TransWikia.com

Handwriting recognition with Mathematica

Mathematica Asked on February 7, 2021

I am trying to teach Mathematica to read my handwriting. Since I don’t want to ruin my reputation by showing my own handwriting, I am going to use a font called blackjack.

Lets say this is a paragraph I have written.

para = StringTake[ExampleData[{"Text", "OriginOfSpecies"}, "FormattedText"], 401]

INTRODUCTION.

When on board H.M.S. ‘Beagle,’ as naturalist, I was much struck with
certain facts in the distribution of the inhabitants of South
America, and in the geological relations of the present to the past
inhabitants of that continent. These facts seemed to me to throw some
light on the origin of species–that mystery of mysteries, as it has
been called by one of our greatest philosophers.

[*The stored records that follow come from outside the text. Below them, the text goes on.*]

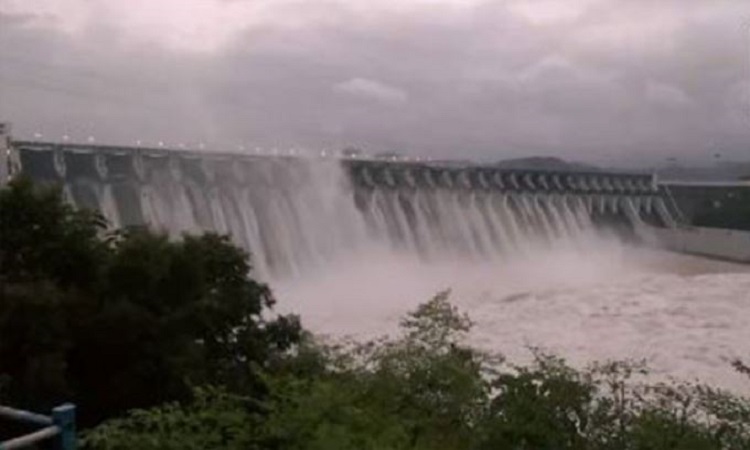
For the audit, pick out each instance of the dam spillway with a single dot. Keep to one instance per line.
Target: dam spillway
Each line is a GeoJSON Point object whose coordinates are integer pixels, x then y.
{"type": "Point", "coordinates": [293, 213]}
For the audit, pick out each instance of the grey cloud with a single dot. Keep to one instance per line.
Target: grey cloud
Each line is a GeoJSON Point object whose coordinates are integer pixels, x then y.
{"type": "Point", "coordinates": [481, 83]}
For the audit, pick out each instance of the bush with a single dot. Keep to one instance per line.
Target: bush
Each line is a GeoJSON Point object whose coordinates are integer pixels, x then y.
{"type": "Point", "coordinates": [427, 390]}
{"type": "Point", "coordinates": [125, 319]}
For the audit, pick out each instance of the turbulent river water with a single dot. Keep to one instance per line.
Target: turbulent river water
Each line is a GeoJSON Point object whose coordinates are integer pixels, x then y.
{"type": "Point", "coordinates": [688, 317]}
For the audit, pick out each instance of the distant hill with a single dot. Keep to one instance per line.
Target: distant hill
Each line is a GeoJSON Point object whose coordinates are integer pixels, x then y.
{"type": "Point", "coordinates": [546, 163]}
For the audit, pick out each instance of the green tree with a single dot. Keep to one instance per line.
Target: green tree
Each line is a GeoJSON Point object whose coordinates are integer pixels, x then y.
{"type": "Point", "coordinates": [119, 320]}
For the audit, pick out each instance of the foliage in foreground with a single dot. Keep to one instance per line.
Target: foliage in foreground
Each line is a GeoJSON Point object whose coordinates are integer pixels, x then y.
{"type": "Point", "coordinates": [130, 319]}
{"type": "Point", "coordinates": [426, 390]}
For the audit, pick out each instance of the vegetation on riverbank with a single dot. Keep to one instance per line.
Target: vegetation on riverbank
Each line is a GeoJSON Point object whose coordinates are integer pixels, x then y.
{"type": "Point", "coordinates": [170, 344]}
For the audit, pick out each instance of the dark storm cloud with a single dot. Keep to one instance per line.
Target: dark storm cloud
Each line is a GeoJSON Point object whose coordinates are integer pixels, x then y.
{"type": "Point", "coordinates": [619, 82]}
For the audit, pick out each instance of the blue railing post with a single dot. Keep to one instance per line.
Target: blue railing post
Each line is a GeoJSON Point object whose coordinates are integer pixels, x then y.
{"type": "Point", "coordinates": [64, 417]}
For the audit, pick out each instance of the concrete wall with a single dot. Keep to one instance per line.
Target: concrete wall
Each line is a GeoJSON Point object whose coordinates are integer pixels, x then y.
{"type": "Point", "coordinates": [730, 245]}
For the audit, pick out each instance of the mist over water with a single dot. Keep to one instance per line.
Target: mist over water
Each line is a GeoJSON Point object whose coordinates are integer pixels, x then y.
{"type": "Point", "coordinates": [686, 316]}
{"type": "Point", "coordinates": [531, 269]}
{"type": "Point", "coordinates": [564, 286]}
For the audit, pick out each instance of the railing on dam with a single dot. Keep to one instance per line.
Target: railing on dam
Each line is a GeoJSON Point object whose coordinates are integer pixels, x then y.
{"type": "Point", "coordinates": [294, 211]}
{"type": "Point", "coordinates": [59, 428]}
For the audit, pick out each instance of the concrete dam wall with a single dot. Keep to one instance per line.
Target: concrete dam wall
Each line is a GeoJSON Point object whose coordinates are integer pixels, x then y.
{"type": "Point", "coordinates": [293, 212]}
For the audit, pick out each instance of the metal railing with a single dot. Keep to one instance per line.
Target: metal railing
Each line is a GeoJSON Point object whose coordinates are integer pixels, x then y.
{"type": "Point", "coordinates": [60, 427]}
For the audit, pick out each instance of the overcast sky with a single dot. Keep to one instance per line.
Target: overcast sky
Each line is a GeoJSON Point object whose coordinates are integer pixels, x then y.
{"type": "Point", "coordinates": [607, 81]}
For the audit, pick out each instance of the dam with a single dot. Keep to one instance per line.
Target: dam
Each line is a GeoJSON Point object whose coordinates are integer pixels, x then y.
{"type": "Point", "coordinates": [295, 212]}
{"type": "Point", "coordinates": [537, 258]}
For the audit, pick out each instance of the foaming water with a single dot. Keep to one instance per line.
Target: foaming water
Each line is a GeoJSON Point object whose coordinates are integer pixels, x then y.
{"type": "Point", "coordinates": [687, 316]}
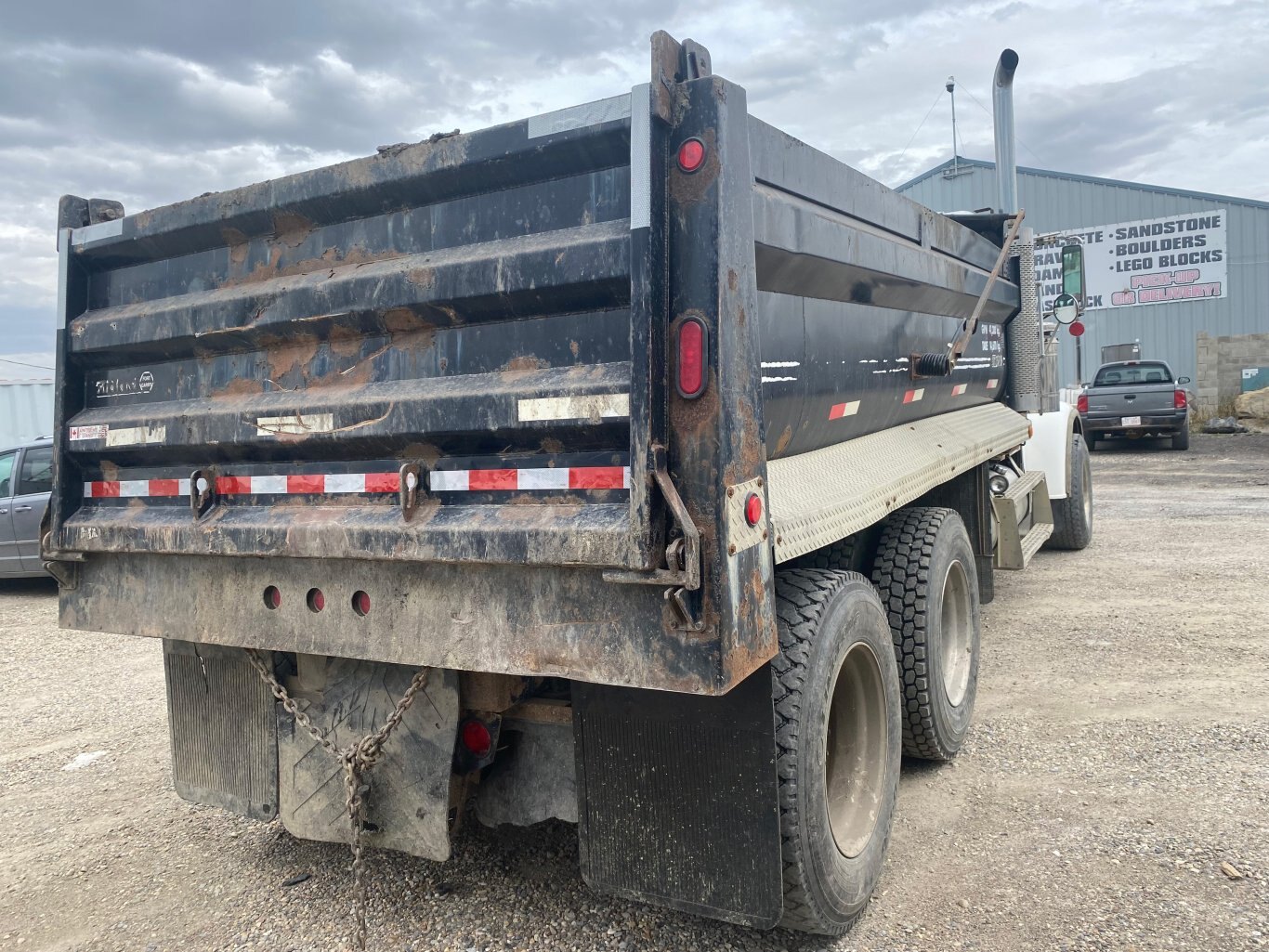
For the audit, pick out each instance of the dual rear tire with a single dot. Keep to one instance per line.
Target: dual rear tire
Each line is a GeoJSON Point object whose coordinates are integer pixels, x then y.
{"type": "Point", "coordinates": [867, 671]}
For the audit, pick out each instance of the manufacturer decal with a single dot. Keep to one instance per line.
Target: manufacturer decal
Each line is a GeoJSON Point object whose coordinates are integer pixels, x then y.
{"type": "Point", "coordinates": [98, 432]}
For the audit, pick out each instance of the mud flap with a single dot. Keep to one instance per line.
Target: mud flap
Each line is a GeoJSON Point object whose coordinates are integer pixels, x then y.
{"type": "Point", "coordinates": [678, 799]}
{"type": "Point", "coordinates": [408, 803]}
{"type": "Point", "coordinates": [224, 740]}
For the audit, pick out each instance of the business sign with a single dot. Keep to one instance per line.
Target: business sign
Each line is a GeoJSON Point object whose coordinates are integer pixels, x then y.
{"type": "Point", "coordinates": [1178, 258]}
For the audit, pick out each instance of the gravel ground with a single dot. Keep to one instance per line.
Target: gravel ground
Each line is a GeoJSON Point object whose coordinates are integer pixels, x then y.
{"type": "Point", "coordinates": [1116, 778]}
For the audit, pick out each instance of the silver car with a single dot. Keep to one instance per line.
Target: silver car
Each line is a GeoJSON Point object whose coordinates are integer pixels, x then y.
{"type": "Point", "coordinates": [26, 483]}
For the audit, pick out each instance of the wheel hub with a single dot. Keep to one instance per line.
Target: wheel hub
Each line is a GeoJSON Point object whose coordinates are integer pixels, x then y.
{"type": "Point", "coordinates": [857, 744]}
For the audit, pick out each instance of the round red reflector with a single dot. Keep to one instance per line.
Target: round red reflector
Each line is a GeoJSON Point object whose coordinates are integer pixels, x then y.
{"type": "Point", "coordinates": [476, 737]}
{"type": "Point", "coordinates": [360, 603]}
{"type": "Point", "coordinates": [754, 509]}
{"type": "Point", "coordinates": [692, 155]}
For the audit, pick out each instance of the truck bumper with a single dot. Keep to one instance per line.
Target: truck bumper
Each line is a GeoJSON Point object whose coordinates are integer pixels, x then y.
{"type": "Point", "coordinates": [1150, 425]}
{"type": "Point", "coordinates": [548, 620]}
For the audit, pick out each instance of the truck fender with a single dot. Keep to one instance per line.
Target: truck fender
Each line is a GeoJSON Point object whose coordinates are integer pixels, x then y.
{"type": "Point", "coordinates": [1050, 447]}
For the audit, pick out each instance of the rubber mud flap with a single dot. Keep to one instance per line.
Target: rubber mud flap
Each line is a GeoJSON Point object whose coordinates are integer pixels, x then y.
{"type": "Point", "coordinates": [678, 799]}
{"type": "Point", "coordinates": [224, 740]}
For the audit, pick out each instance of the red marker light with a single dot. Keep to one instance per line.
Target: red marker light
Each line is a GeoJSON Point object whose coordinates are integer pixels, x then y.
{"type": "Point", "coordinates": [476, 737]}
{"type": "Point", "coordinates": [692, 357]}
{"type": "Point", "coordinates": [692, 155]}
{"type": "Point", "coordinates": [754, 509]}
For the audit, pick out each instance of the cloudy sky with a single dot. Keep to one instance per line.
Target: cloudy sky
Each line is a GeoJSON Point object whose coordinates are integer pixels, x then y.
{"type": "Point", "coordinates": [152, 102]}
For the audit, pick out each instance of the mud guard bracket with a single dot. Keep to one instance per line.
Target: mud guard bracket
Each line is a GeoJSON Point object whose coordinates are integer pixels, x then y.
{"type": "Point", "coordinates": [678, 799]}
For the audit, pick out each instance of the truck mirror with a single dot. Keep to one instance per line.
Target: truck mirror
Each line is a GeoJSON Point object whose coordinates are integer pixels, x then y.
{"type": "Point", "coordinates": [1072, 273]}
{"type": "Point", "coordinates": [1065, 308]}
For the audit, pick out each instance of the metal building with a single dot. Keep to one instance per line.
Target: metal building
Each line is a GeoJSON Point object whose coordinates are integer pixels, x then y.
{"type": "Point", "coordinates": [1148, 253]}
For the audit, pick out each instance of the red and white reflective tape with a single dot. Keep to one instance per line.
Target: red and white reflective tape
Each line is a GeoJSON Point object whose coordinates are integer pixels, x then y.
{"type": "Point", "coordinates": [576, 477]}
{"type": "Point", "coordinates": [564, 477]}
{"type": "Point", "coordinates": [130, 489]}
{"type": "Point", "coordinates": [297, 484]}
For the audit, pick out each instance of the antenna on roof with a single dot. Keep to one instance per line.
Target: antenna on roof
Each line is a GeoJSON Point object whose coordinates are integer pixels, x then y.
{"type": "Point", "coordinates": [956, 162]}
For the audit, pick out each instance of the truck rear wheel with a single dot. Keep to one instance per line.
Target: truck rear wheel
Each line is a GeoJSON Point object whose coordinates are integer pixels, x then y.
{"type": "Point", "coordinates": [1072, 516]}
{"type": "Point", "coordinates": [928, 581]}
{"type": "Point", "coordinates": [838, 745]}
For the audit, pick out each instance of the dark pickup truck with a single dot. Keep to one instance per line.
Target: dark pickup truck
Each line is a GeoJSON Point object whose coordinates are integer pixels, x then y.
{"type": "Point", "coordinates": [1136, 398]}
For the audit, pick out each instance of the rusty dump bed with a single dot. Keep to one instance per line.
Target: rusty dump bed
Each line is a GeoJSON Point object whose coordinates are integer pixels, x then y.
{"type": "Point", "coordinates": [442, 381]}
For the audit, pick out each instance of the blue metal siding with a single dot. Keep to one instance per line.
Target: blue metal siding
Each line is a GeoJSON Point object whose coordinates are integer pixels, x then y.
{"type": "Point", "coordinates": [1168, 332]}
{"type": "Point", "coordinates": [26, 411]}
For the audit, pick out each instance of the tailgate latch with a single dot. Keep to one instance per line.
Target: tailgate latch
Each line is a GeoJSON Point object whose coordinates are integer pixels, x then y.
{"type": "Point", "coordinates": [682, 575]}
{"type": "Point", "coordinates": [202, 492]}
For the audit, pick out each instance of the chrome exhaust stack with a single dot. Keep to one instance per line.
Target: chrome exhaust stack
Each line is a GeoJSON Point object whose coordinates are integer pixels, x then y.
{"type": "Point", "coordinates": [1002, 113]}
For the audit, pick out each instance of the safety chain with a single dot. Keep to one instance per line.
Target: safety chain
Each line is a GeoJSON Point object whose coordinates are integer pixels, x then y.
{"type": "Point", "coordinates": [357, 759]}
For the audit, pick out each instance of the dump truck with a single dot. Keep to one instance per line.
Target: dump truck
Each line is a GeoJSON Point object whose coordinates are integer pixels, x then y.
{"type": "Point", "coordinates": [634, 464]}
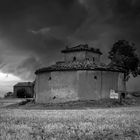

First I am going to recognise an alphabet say $h$. (At some point in distant future I am thinking about keeping a sample file of actual handwritten alphabets.)

font = "blackjack";
text = Binarize@Rasterize@Style[para, Bold, 30, FontFamily -> font];
w = Binarize@Rasterize@Style["h", Bold, 30, FontFamily -> font];

x = ImageCorrelate[text, w, NormalizedSquaredEuclideanDistance];
w1 = ColorNegate[Binarize[x, 0.12]];
loc = ComponentMeasurements[w1, {"Centroid", "EquivalentDiskRadius"}];
pos = loc[[All, 2, 1]]; Length[pos1]
Length[pos]
Show[text, Graphics[{Opacity[0.5], Red, Disk[#, 10] & /@ pos}], ImageSize -> 500]

enter image description here

Then I iterate over all alphabets, signs and digits.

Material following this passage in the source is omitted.